The adventures of absent-minded pals Harry and Lloyd were placed in several Utah locations which can still be easily found today. Except for the old Salt Lake City International Airport, where Lloyd, played by Jim Carrey, raced through the terminal before running off the jetway in an attempt to deliver an abandoned briefcase. That old airport has since been replaced. Still, locations like the exterior of the mansion where the Snow Owl Benefit, which is actually the Devereaux House at the Triad Center in downtown SLC, are still standing.

Footloose

If you didn’t know that Kevin Bacon’s box office hit, “Footloose”, was filmed in Utah, chances are you just haven’t had a conversation with a Utahn for more than 10 minutes. The Lehi area that now boasts Utah’s booming tech industry was once more well-known as the town portrayed in Footloose. The warehouse or factory place where Bacon’s character, Ren, punch-dances out all his rage? That’s the Lehi Roller Mills on Main Street.
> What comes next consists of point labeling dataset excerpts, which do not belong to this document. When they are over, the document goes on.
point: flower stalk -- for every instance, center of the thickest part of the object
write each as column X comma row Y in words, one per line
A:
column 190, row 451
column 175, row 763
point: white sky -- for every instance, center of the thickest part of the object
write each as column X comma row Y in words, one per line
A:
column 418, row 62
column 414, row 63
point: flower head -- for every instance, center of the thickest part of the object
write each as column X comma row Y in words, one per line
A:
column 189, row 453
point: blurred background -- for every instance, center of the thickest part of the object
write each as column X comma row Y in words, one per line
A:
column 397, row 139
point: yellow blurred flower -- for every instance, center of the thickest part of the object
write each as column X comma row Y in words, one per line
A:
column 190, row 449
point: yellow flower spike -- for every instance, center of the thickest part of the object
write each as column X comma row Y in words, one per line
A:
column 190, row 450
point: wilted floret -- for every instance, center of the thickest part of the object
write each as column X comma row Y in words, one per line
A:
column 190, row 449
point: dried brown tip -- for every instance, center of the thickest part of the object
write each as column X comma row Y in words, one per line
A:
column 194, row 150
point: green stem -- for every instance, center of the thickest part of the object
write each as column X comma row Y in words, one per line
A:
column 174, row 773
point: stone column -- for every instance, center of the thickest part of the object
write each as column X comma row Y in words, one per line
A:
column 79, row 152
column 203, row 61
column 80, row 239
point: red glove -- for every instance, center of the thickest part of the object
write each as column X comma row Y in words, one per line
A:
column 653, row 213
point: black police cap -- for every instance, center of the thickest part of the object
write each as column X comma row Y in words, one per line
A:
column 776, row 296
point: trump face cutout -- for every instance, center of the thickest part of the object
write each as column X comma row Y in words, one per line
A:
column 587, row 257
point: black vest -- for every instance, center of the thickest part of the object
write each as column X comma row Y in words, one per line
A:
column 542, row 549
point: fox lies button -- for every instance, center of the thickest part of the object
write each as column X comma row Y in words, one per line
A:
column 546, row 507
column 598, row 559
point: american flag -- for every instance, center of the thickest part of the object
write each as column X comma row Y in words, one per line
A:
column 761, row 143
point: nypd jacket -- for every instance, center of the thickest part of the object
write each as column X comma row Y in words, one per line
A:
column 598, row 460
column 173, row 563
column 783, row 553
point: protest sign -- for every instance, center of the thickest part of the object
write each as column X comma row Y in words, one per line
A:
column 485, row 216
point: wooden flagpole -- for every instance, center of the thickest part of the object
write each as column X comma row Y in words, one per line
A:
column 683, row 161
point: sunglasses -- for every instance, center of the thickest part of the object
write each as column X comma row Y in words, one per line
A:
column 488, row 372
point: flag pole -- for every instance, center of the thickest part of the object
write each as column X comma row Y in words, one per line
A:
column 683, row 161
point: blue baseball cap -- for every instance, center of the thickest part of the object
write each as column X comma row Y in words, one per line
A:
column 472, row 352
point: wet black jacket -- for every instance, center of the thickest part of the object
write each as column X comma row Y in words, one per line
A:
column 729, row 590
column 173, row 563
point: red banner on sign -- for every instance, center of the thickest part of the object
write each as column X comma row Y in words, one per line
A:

The town’s church that the stuffy adults who have banned dancing meet as the center of their universe, that’s in nearby American Fork.

Butch Cassidy and the Sundance Kid

At one point, the 1969 Western starring film icons Paul Newman and Robert Redford, Butch Cassidy and the Sundance Kid was easily the most seen and famous movie to be shot in Utah. The film has since been added to the National Film Registry by the Library of Congress, thanks perhaps in large part to the jaw-dropping backgrounds provided by the Southern Utah landscape. The movie put the abandoned town of Grafton on the map as the most photographed ghost town in the world while also showing off the natural wonders of Zion National Park and Snow Canyon State Park.

Multiple Lifetime/Hallmark holiday movies

For many, the predictable and often freakishly similar themes of Lifetime or Hallmark holiday movies are a guilty pleasure. Utah has been a reliable backdrop for many of these movies, including four that have been shot in this year alone, Pearce says. “We also make really great snow in the summertime,” she laughs when explaining that many of these movies are filmed well outside of the winter months in places like Bountiful, Payson, and Oakley.